Oregon Electricity Users Will Get Refund
PORTLAND -- - Electricity customers in Oregon will find a small but perhaps satisfying refund on their utility bills later this year under a $15 million settlement with energy company Williams Cos., state Attorney General Hardy Myers announced.
Of the total, $8 million will go to residential and business ratepayers, $6.1 million into low-income utility assistance and energy conservation programs, and $900,000 to the state for legal fees and administrative expenses.
"We are reimbursing every Oregon ratepayer for damages that can be attributed to the actions of the Williams Companies during the outrageous energy price spikes of 2000-2001," Myers said at a Salem news conference.
The settlement stems from a three-state investigation into price manipulation and antitrust violations during the energy crisis of 2000-01. Attorneys general in Oregon, Washington and California launched the investigation in January 2001.
The Williams deal is the first of what state officials hope will be a series of settlements with energy companies involved in the unprecedented period of jumps in wholesale prices and revelations of market manipulation.
Williams was a relatively small player in Oregon, but the agreement provides leverage for further deals, Myers said.
"We are confirming that the changes in wholesale markets were the result of various forms of misconduct and not of free market forces," he said.
Companies remaining under the states' microscope are Reliant Resources of Houston, Dynegy of Houston, Duke Energy of Charlotte, N.C., and Mirant of Atlanta.

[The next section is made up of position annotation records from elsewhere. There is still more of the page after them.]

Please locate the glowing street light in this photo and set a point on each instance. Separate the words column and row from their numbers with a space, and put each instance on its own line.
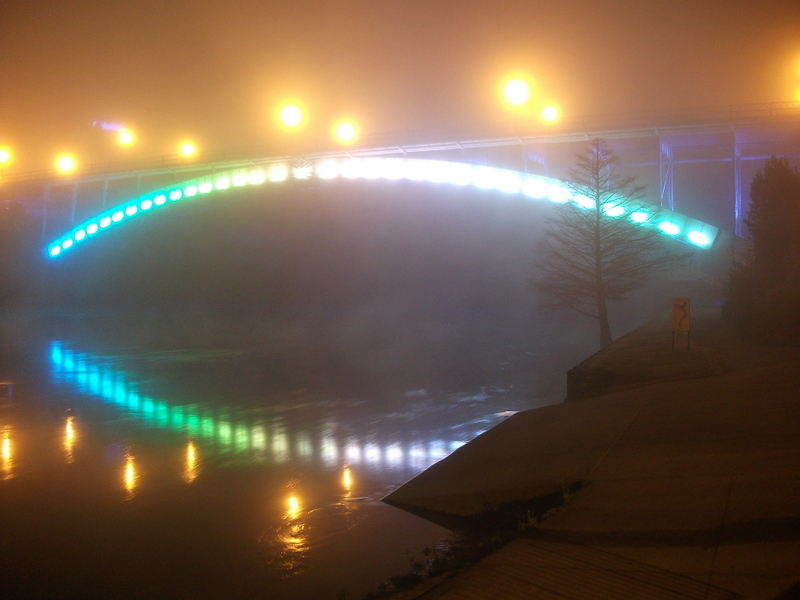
column 187, row 149
column 66, row 164
column 345, row 131
column 291, row 116
column 517, row 91
column 126, row 138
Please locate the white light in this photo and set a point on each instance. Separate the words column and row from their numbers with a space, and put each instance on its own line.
column 327, row 169
column 534, row 187
column 371, row 168
column 302, row 173
column 257, row 178
column 351, row 168
column 558, row 193
column 509, row 182
column 459, row 173
column 669, row 228
column 485, row 178
column 696, row 237
column 393, row 168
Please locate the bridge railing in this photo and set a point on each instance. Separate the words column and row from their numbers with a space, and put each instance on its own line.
column 433, row 139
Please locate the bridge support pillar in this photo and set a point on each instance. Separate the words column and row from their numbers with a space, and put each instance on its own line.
column 737, row 187
column 666, row 175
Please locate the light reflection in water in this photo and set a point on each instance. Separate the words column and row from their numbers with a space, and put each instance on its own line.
column 130, row 477
column 8, row 457
column 69, row 439
column 292, row 537
column 191, row 468
column 347, row 480
column 266, row 440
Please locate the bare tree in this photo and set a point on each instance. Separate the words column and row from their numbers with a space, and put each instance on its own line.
column 604, row 242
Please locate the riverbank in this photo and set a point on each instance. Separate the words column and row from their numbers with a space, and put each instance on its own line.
column 691, row 465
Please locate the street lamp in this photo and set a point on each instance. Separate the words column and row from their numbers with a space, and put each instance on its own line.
column 5, row 158
column 517, row 91
column 187, row 149
column 345, row 131
column 126, row 138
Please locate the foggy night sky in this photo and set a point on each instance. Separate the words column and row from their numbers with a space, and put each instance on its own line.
column 214, row 70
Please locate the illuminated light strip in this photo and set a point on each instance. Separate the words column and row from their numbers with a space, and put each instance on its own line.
column 506, row 181
column 90, row 375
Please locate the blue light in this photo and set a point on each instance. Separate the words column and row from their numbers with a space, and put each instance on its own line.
column 425, row 170
column 698, row 238
column 669, row 228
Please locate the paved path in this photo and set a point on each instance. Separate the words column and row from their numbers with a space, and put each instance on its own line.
column 694, row 487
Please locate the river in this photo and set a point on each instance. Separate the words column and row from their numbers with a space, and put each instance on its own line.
column 144, row 466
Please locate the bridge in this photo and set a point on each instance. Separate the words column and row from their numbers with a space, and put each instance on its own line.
column 664, row 151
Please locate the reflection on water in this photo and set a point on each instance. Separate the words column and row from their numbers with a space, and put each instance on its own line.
column 290, row 480
column 347, row 480
column 69, row 439
column 8, row 458
column 130, row 477
column 256, row 439
column 191, row 467
column 292, row 537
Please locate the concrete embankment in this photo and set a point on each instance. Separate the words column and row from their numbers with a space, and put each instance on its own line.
column 692, row 466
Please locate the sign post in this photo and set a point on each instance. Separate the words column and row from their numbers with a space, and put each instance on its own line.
column 681, row 319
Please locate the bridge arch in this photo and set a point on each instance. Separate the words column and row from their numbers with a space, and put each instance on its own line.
column 504, row 181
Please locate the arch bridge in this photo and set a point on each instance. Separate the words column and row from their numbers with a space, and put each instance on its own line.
column 675, row 156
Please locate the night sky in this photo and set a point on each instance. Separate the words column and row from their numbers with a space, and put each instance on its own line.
column 214, row 71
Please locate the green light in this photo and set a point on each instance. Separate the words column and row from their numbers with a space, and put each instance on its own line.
column 224, row 432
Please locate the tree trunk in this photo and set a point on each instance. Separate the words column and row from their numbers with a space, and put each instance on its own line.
column 605, row 327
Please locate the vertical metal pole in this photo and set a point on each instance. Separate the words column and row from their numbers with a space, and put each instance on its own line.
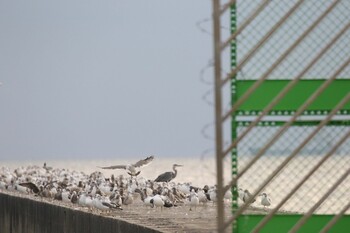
column 234, row 153
column 218, row 123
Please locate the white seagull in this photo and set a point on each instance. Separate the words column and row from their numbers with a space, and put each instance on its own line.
column 132, row 167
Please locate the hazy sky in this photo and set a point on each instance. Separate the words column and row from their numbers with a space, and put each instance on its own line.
column 103, row 78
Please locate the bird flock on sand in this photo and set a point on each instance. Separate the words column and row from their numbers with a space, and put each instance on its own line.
column 96, row 192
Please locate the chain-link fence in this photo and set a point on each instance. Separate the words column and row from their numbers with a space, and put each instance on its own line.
column 290, row 82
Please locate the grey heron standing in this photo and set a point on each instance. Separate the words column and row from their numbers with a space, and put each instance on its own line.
column 168, row 176
column 132, row 167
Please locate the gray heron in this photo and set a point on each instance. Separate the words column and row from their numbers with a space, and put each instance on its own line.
column 132, row 167
column 168, row 176
column 247, row 196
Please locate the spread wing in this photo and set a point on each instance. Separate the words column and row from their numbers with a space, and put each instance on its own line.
column 31, row 186
column 115, row 167
column 144, row 162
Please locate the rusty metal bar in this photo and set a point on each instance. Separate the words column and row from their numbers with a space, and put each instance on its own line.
column 261, row 42
column 288, row 123
column 245, row 23
column 285, row 90
column 306, row 216
column 335, row 219
column 246, row 95
column 305, row 178
column 218, row 111
column 289, row 158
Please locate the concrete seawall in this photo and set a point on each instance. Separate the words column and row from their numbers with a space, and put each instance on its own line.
column 23, row 215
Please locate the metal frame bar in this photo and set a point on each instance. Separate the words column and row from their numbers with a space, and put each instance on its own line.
column 289, row 158
column 218, row 110
column 288, row 123
column 263, row 222
column 226, row 6
column 302, row 221
column 246, row 95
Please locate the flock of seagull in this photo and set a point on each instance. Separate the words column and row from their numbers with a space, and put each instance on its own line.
column 95, row 191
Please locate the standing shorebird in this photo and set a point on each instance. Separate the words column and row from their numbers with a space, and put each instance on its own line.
column 168, row 176
column 247, row 196
column 265, row 200
column 194, row 200
column 132, row 167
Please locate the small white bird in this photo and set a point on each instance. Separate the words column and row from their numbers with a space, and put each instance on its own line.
column 202, row 197
column 240, row 193
column 265, row 200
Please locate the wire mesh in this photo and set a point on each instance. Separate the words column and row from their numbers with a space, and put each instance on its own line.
column 307, row 158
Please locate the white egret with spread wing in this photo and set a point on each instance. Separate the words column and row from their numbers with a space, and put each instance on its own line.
column 132, row 167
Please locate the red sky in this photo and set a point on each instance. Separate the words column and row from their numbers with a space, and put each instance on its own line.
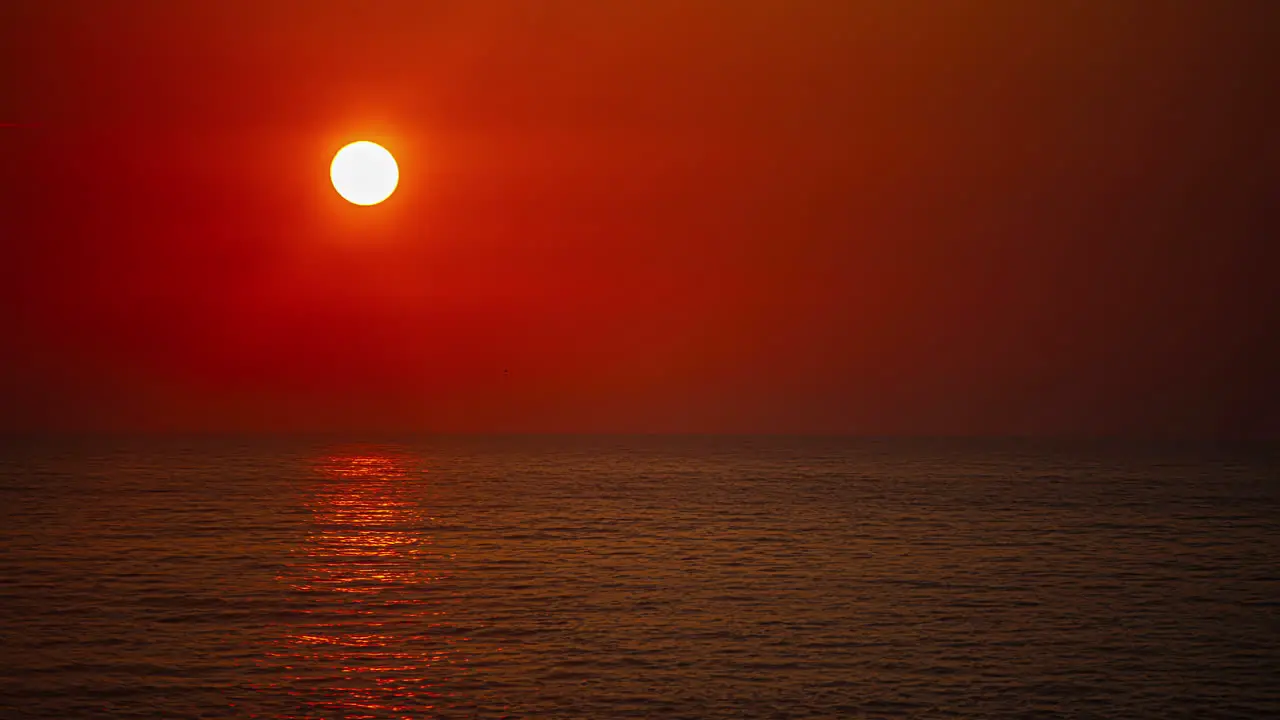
column 936, row 217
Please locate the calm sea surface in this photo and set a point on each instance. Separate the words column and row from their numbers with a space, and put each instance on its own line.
column 668, row 578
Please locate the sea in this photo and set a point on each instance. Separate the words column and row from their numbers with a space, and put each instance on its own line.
column 638, row 577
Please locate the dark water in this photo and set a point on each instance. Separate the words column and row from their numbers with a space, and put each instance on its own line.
column 694, row 578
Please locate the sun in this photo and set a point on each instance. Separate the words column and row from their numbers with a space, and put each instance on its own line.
column 364, row 173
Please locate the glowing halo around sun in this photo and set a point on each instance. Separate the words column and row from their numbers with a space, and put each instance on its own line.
column 364, row 173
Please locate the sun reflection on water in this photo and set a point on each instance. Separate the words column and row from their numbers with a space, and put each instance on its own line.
column 369, row 633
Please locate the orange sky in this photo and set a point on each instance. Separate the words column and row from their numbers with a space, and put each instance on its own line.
column 940, row 217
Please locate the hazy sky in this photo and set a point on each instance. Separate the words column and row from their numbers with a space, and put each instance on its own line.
column 892, row 217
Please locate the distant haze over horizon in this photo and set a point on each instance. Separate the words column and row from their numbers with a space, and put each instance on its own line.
column 906, row 219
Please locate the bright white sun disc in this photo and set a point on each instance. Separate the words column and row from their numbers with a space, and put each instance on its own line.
column 364, row 173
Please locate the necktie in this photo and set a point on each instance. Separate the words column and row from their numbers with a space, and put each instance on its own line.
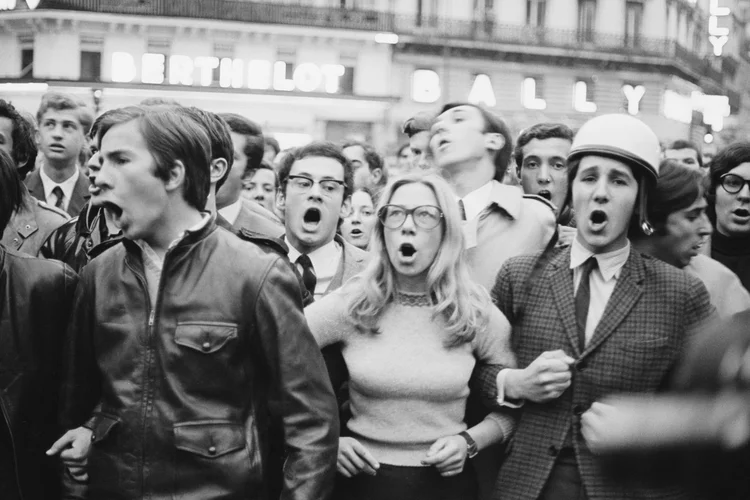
column 462, row 209
column 308, row 273
column 57, row 191
column 583, row 298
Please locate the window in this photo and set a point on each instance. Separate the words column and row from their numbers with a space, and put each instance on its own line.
column 633, row 23
column 27, row 63
column 535, row 12
column 586, row 20
column 91, row 66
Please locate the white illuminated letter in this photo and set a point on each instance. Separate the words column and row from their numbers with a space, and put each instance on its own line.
column 634, row 96
column 259, row 75
column 152, row 68
column 482, row 92
column 206, row 66
column 530, row 100
column 181, row 70
column 579, row 99
column 307, row 77
column 425, row 86
column 332, row 73
column 230, row 73
column 123, row 67
column 280, row 81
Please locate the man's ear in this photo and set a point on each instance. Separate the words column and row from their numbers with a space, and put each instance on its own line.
column 176, row 177
column 494, row 141
column 218, row 169
column 346, row 208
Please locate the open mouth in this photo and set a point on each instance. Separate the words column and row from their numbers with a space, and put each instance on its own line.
column 598, row 220
column 311, row 216
column 407, row 250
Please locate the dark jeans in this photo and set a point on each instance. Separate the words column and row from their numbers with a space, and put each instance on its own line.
column 407, row 483
column 564, row 481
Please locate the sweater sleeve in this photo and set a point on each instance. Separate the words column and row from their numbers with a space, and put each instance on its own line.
column 491, row 345
column 328, row 319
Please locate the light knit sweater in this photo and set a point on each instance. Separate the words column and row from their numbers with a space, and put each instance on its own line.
column 406, row 388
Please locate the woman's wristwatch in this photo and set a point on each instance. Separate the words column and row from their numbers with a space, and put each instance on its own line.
column 471, row 445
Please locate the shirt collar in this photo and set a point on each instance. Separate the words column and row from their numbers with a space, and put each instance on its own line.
column 67, row 185
column 319, row 256
column 231, row 212
column 509, row 198
column 610, row 264
column 477, row 200
column 151, row 255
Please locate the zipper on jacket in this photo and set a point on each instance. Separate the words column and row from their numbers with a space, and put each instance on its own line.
column 13, row 447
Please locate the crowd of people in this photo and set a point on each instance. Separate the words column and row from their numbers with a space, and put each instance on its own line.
column 191, row 312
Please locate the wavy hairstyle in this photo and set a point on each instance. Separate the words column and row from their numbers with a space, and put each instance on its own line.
column 455, row 297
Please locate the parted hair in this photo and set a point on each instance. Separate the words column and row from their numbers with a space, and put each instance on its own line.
column 11, row 189
column 170, row 136
column 456, row 298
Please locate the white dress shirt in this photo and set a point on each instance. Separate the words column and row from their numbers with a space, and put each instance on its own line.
column 231, row 212
column 67, row 187
column 476, row 201
column 602, row 281
column 325, row 261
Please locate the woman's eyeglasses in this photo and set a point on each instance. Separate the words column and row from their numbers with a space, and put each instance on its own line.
column 424, row 216
column 733, row 183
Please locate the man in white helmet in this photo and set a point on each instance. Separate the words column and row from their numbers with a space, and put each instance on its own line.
column 590, row 320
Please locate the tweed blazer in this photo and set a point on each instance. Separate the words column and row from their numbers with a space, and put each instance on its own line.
column 652, row 312
column 78, row 199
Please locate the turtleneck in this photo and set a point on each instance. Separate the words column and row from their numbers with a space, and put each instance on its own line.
column 733, row 252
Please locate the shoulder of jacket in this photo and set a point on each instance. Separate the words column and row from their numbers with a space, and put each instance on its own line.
column 50, row 210
column 264, row 241
column 539, row 199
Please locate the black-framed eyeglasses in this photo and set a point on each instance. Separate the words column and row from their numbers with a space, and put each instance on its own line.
column 424, row 216
column 303, row 184
column 733, row 183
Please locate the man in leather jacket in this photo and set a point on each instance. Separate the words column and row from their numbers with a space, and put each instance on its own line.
column 35, row 299
column 186, row 341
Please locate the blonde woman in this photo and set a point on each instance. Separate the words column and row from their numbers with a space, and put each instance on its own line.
column 412, row 327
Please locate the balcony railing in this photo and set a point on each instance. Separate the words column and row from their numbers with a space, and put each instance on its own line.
column 425, row 29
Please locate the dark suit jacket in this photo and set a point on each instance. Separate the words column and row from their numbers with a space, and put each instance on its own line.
column 653, row 310
column 78, row 199
column 257, row 219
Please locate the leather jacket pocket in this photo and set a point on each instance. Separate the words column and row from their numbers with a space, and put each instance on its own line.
column 205, row 337
column 210, row 439
column 101, row 425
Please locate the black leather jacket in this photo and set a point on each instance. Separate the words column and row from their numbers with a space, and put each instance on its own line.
column 180, row 397
column 36, row 297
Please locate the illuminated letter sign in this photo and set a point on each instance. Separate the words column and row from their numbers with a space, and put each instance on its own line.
column 717, row 36
column 256, row 75
column 634, row 96
column 579, row 99
column 425, row 86
column 482, row 92
column 530, row 100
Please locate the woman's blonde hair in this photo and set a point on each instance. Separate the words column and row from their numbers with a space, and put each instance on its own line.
column 455, row 297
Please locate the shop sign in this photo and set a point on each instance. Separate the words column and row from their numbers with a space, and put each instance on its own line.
column 235, row 73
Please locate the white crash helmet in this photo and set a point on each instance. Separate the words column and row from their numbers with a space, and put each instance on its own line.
column 624, row 138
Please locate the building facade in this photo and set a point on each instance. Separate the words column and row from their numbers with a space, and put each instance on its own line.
column 314, row 69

Investigators also continue to scrutinize the now-bankrupt Enron, owner of Portland General Electric.
Enron gave impetus to a wide range of federal and state investigations in May 2002, when market schemes known by such nicknames as "Death Star" and "Fat Boy" became public.
Investigators are negotiating with at least one of the other suspect energy companies and could be near a settlement, said Kevin Neely, a spokesman for the Oregon attorney general.
Myers first announced the deal with Williams in November. At the news conference, he provided the details of a three-year plan to distribute the cash.
This year, a total of $8 million will go to residential and business ratepayers, based on each consumer's electricity use and each utility's exposure to wholesale electricity market.
The Oregon Public Utility Commission will work out the details and distribute the money to all Oregon utilities, investor-owned and public. The state's investor-owned utilities -- PGE, PacifiCorp and Idaho Power -- will distribute the money to customers in the form of a one-time credit on monthly utility bills.
Public utilities, which include municipalities, public utility districts and cooperatives, will decide how to distribute their share of the cash.
PUC officials said they have not determined the size of the refunds. "We need to gather a lot of data first," PUC spokesman Bob Valdez said.
The $8 million, spread among 39 utilities and 1.7 million customers, won't go far, said Roy Hemmingway, the PUC chairman.
"This is a small step for Oregon ratepayers," Hemmingway said. "But it is a first step, and I hope there will be more action to go after the players who committed abuses."
An additional $6.1 million will benefit low-income families, conservation programs and schools in 2004 and 2005. The nonprofit Oregon Heat and the state Oregon Housing and Community Services agency will use some of the money to help the poor pay their energy bills. The state will distribute $1 million to Oregon public schools to upgrade energy efficiency in their buildings.